Many of you have probably never heard of typhus, or you may have it confused with another disease called typhoid. Although the two names sound alike, and both typhus and typhoid can lead to serious health complications and even death, the two diseases are completely different. What are these two diseases and where do they come from? Let’s take a look.
What’s the Difference between Typhus and Typhoid Fever?
Typhus fever is caused by the bacteria Rickettsia, which is transferred to humans through arthropods like lice, ticks, mites, or fleas. Typhoid fever is caused by the bacteria Salmonella typhi, which is related to the salmonella that causes food poisoning.
How Do Typhus and Typhoid Spread?
Typhus is not spread from person to person. There are three types of typhus: epidemic/louse-borne, which is spread by body lice; endemic, which is spread by cat or rat fleas; and scrub typhus, which is spread by mites. The key to preventing the spread of typhus is to avoid direct contact with these arthropods and the animals or environments where they are found.
Typhoid, on the other hand, can spread from person to person. The bacteria typically lives in humans and is transmitted through food or drinks contaminated with Salmonella typhi bacteria from a person’s feces or urine. As soon as it enters the body, the bacteria multiplies quickly in the bloodstream. Some people who recover from typhoid can become carriers of the bacteria. This means they can pass the disease to others even if they show no symptoms.
What Are Symptoms of Typhus and Typhoid Fever?

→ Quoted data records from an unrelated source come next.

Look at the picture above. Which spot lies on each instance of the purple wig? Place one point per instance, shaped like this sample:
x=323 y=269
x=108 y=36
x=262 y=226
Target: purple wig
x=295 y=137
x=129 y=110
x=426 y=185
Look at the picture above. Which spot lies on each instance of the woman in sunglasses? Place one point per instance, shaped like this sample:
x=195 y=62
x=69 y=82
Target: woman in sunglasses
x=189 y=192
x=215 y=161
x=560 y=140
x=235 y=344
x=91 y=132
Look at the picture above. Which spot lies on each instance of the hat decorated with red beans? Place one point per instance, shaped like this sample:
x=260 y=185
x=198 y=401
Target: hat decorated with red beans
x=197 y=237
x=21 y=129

Typhus symptoms typically come on suddenly. An infected person may experience a severe headache, a rash that originates from the back or chest, a high fever typically above 102.2°F, confusion, low blood pressure, muscle pain, and sensitivity to bright lights.
Symptoms of typhoid fever can come on gradually over a few weeks or appear suddenly. Common symptoms include high fever, a stomachache, and achiness a week or two after exposure to the bacteria. More serious cases can cause an infected person to lose weight, have abdominal bloating, and develop a red, spotted rash on the lower chest or upper belly. Sometimes, the symptoms go away and come back.
The type of typhus most commonly found in the United States is the epidemic/louse-borne typhus, but the one causing the recent outbreak in Los Angeles is flea-borne.
Typhoid is rare in the United States and is more commonly found in developing countries across South-Central and Southeast Asia, Africa, Latin America, or the Caribbean.